Tremendo que en un medio como el nuestro, sociedad y pueblo, hombres de altos clubes de lo económico y de lo político, como gente del común, vivan perdidos en su propia disipación, que es el despilfarro de su pobre existencia. Porque mientras haya disipación, no hay vida. Habrá el simple fenómeno de la distracción, que es la que absorbe, la que envuelve, la que hace perder de vista el porqué de la presencia humana en la tierra.

Nos perderíamos hablando de formas de disipación: desde las que maneja el burgués, hasta las que encarnan los hombres de tienda o cafetín. Unos y otros perdidos en sus propios “dorados”, desde los que ya se tienen entre manos, hasta los que son envidiados y aún ilusionados por los que “nada tienen”. Del fenómeno de la ruleta, nadie escapa: ni los que dicen verse ocupados ni  los que  tienen por ocupación su propia forma de ir en cotidianidades sin sentido, en una eterna disipación.

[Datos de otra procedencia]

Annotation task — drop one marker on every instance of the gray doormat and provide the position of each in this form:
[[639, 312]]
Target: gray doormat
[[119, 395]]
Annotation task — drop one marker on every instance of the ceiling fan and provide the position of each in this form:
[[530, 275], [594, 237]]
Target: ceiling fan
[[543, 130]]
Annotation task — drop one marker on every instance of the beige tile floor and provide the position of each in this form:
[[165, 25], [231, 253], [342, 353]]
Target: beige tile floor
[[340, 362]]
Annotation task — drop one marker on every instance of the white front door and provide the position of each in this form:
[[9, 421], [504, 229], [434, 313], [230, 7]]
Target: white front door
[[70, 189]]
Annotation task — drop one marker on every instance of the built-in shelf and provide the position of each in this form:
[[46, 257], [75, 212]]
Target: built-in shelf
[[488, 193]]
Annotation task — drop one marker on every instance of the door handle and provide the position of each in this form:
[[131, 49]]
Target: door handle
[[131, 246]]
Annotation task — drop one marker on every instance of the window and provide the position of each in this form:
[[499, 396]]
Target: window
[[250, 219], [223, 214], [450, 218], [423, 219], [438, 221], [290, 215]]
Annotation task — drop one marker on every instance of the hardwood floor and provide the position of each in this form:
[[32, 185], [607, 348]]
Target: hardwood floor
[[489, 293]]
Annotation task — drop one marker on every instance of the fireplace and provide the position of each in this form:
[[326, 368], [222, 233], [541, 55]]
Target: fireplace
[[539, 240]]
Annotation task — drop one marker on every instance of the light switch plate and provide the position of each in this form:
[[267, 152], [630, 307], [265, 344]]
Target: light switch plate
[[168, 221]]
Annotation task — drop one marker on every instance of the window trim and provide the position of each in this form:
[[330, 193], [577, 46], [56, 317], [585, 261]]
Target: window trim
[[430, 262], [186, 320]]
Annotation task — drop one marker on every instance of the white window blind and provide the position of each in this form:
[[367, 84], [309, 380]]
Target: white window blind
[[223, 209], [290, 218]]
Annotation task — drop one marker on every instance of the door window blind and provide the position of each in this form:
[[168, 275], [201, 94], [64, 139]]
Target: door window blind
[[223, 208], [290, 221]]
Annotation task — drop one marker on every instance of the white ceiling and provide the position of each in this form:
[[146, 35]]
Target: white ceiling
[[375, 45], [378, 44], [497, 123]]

Ni los “protagonistas” de la historia, ni los que van en el simple juego del existir, sin que nada los inquiete, escapan al gran fenómeno del no “ser”; algo que aterrorizará a lo sumo a uno que otro “idealista”, de los que permanecen replegados a algún rincón, no de simple cultivo de academia, sino de introspección, de reflexión profunda, de meditación y hasta de pronto de contemplación, en una actitud de rebeldía frente a lo envolvente y triturante de la disipación, donde no juegan los valores esenciales de la vida, sino la locura del no “ser” y que los entendidos en disciplinas de austeridades y de rigores, llamarán salto al vacío.

Lo más trágico de todo  puede ser el “embrutecimiento colectivo”: así de eruditos, como de iletrados. Porque mientras no se entienda de sabidurías como la de permanecer en actitudes de lo vigilante, cuidando de lo que pueda salir del corazón, lo que tanto endurece al hombre mismo: vicios, borracheras, rencores, envidias, trampas, abusos, injusticias, homicidios, violencia, guerra, se estará siendo presa de la gran trampa de la muerte y que es lo que impide que aún en nuestros días hombres y culturas de lo alienante y de los mismos esquemas de “dorados” escapen a su propia realidad histórica: la de ser sepultureros de su propia existencia.